Je me suis regardée et j'ai réalisé que je m'accrochais presque à lui. Alors, maladroitement, j'ai dit : « Je ne voulais pas profiter de toi, j'ai juste le sommeil agité. Ne sois pas mesquin. Oui, dors, dors. » Me sentant coupable, j'ai vite fermé les yeux et fait semblant de dormir.
Yi sourit, impuissant, et dit : « Peu importe, je m'amuse. » Un sourire malicieux se dessina même sur ses lèvres. Oh non, il est vraiment sous l'influence de mauvaises fréquentations ; il a appris les manigances de ce vaurien. Je vais passer un mauvais quart d'heure. Hors de question ! Alors je criai fermement : « Tu n'as plus le droit de me jouer des tours. Écoute-moi bien, je ne suis pas quelqu'un avec qui on plaisante. Tu dois m'obéir à partir de maintenant, compris ? »
« On verra bien, si je suis heureuse. » Yi afficha de nouveau cette expression rusée, vraiment.
Je me suis endormi, encore furieux. À l'aube, la lumière du soleil filtrait à travers l'ouverture, accompagnée du chant des oiseaux et du parfum des fleurs. Yi rugit : « Yu'er, lève-toi ! » La personne alitée fronça les sourcils sans réagir. Puis, Yi afficha par deux fois un sourire narquois et tendit la main…
« Hahaha, ça me démange tellement ! » ai-je crié, essoufflée.
« Voyons voir si tu peux te lever maintenant ! Quel genre de fille se comporte comme toi ! » s'exclama Yi.
« Alors c'est toi qui as gâché mon doux rêve ! Je rêvais d'un beau garçon, et tu as semé la pagaille.
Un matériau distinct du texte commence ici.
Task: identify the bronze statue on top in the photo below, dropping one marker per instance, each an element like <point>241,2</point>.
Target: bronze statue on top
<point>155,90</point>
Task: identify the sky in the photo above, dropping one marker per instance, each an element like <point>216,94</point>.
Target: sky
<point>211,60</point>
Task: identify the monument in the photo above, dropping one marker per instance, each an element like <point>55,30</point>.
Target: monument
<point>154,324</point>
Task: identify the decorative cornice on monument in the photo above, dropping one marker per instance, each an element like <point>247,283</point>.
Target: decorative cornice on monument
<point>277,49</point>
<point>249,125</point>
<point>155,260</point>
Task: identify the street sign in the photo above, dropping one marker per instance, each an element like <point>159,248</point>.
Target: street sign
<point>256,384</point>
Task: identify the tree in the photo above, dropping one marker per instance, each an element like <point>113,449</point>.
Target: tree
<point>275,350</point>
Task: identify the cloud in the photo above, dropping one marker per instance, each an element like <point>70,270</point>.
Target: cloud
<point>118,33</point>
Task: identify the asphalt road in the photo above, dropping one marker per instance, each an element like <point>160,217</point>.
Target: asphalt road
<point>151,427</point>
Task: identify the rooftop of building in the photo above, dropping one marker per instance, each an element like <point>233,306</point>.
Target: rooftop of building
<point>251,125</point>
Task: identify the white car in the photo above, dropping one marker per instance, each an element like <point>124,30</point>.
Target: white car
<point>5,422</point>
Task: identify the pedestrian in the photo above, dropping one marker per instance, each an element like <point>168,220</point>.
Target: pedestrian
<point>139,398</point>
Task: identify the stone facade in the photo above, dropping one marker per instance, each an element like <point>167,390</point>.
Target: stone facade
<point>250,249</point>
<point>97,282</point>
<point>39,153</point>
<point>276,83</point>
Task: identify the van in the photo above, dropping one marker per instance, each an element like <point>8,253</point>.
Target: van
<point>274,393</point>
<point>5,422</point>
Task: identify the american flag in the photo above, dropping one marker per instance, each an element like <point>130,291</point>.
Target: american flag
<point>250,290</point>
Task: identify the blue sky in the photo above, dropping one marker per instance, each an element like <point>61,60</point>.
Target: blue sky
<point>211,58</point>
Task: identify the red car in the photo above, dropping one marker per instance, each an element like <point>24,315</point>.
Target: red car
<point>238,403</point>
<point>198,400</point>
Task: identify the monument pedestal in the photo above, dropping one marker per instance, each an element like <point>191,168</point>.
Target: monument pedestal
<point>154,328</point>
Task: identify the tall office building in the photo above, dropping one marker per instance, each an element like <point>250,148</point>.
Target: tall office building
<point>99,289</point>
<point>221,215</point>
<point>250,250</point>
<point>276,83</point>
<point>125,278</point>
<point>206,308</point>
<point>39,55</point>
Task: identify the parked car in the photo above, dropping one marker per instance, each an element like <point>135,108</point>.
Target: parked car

Je vais te donner une leçon ! » dis-je en me levant et en tendant ma main un peu potelée.
Mais ce Yi, le mort, connaît vraiment les arts martiaux. J'ai beau faire, je n'arrive pas à le rattraper. Je suis épuisé. Il faut que je trouve une solution.
Je me suis alors effondré au sol, souffrant le martyre, me tenant le ventre, l'air de mourir. Yi l'a vu et a immédiatement accouru.
« Yu'er, qu'est-ce qui ne va pas… » Yi semblait sur le point de pleurer, puis réalisa que quelqu'un tenait fermement ses vêtements.
« Ha, ha, ha, je t'ai eu, gamin. T'es encore trop novice pour te frotter à moi. » J'allais le griffer triomphalement quand j'ai remarqué son expression affreuse.
"Frère Yi, qu'est-ce qui ne va pas ?"
Il m'a serré fort dans ses bras et m'a dit doucement : « Yu'er, tu ne dois plus jamais plaisanter comme ça, sinon je vais me fâcher. Tu ne sais pas, quand je t'ai vu en difficulté, j'ai paniqué et j'ai même oublié que j'avais des compétences médicales pour te sauver. À part Maître, tu es ma seule famille maintenant. Tu as dit que tu resterais avec moi. »
«
D’accord, mais frère Yi, tu vas devoir me laisser t’intimider à partir de maintenant, sinon je ne sais pas comment je vais faire pour t’effrayer
!
» ai-je menacé. «
Ah, je suis mort
!
» ai-je hurlé.
« Bon, espèce de morveux, lève-toi maintenant. » Frère Yi recommença à être méchant.